In mostra i dolci sardi di Pasqua: cantare la tradizione

“Cantar gli oeu” a Sant’Eurosia – uova di caccia a Camandona – uova di pietra nella Bessa – “cogone de s’ou” in Sardegna

locandinaSabato 4 aprile, ore 16.30, nei saloni del “Punto Cagliari” – via Galileo Galilei, 11 a Biella – sarà inaugurata la mostra di dolci sardi: “Sapori di Sardegna, dolci della tradizione pasquale per conoscere l’isola attraverso il gusto“, con esposizione di speciali pani della festa “sa cogone de s’ou“, in cui sono inglobate uova.
La presentazione dei pani con l’uovo e dei dolci della tradizione pasquale sarda vuole essere una nuova tessera di questo vasto mosaico, un contributo per custodire e valorizzazione quei beni effimeri e immateriali di cui l’impoverito uomo della postmodernità – sempre più orfano – sente bisogno.
In molte civiltà, l’uovo rappresenta il simbolo del rinnovamento che rimanda al rinnovarsi ciclico della natura. Secondo gli studi di Mircea Eliade, storico delle religioni, l’uovo sarebbe l’archetipo della creazione, della rinascita, della resurrezione.
Tra i reperti archeologici, non è raro ritrovare manufatti a forma di uovo, nell’arte, nell’architettura o nel permanere di certe manifestazioni popolari, come la questua primaverile di uova.
Tracce identitarie provenienti da antiche ritualità sembrerebbero rintracciabili anche in taluni reperti del Parco Regionale della Bessa, particolarmente in quei ciottoli a forma di uovo, rinvenuti presso alcune urne cinerarie, che rimanderebbero allo Spirito di vita, all’immortalità dell’anima, rappresentato dall’uovo-sepolcro del corredo funebre.
Nella cucina tradizionale l’uovo è presente nella preparazione di taluni dolci, impiegato per facilitare la lievitazione e per legare tra loro i diversi ingredienti.
Nei dolci, le uova sono protagoniste, lo sono ancor più in quelli preparati a Pasqua.
In “sa cogone de s’ou“, il pane rituale sardo donato ai bambini in questo periodo calendariale, vengono inglobate uova (intere, con guscio, sode, o tagliate a spicchi), trattenute da strisce di pasta in forma di croce.

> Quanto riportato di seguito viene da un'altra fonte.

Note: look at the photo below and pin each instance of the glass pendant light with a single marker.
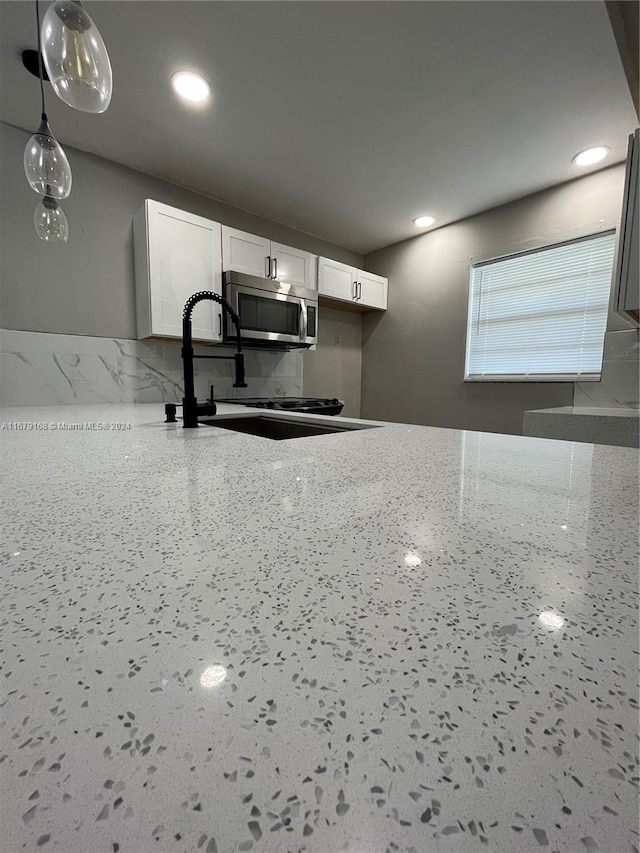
(50, 221)
(45, 163)
(76, 58)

A Pasquetta, in diverse località non solo italiane, tra i piatti della scampagnata fuori porta, è assai diffusa l’usanza della frittata con erbette. Nella campagna romagnola, durante il pranzo pasquale, a parenti e amici si regalano uova sode colorate con l’azzurro di certi fiori raccolti la mattina della festa, prima del suono delle campane.
I messaggi sonori delle campane pasquali (in Sardegna, regulas), “sciolte” dopo il silenzio del triduo pasquale, indicano l’inizio del tempo nuovo della rinascita, un momento “magico” per alcuni riti popolari: bagnarsi gli occhi con la rugiada (nell’Astigiano); esplodere salve beneaugurali (in Sardegna): simultaneamente, con lo sparo dei fucili durante la processione religiosa di “S’incontru“, la mattina di Pasqua, nelle case, le donne tracciano nell’aria larghi segni di croce, battendo gli attrezzi metallici della cucina, pronunciando scongiuri.
Nel periodo pasquale, anche nel Biellese sopravvivono forme rituali tradizionali con al centro l’uovo.
A Pralungo Sant’Eurosia, per esempio, fino a pochi anni addietro, molto partecipato era “cantar gli oeu“, la questua delle uova: una processione informale composta da bambini in abiti femminei che, cantando in falsetto, andava di casa in casa reclamando uova; a Camandona, località da cui proviene il Gipin, il principale personaggio del Carnevale biellese, il passaggio al centro del paese dei cacciatori con i trofei di caccia ben in mostra nel carniere, veniva ricompensato con uova.
Ancora oggi, alcuni fedeli usano offrire uova al sacerdote che, in primavera, passa a benedire le case.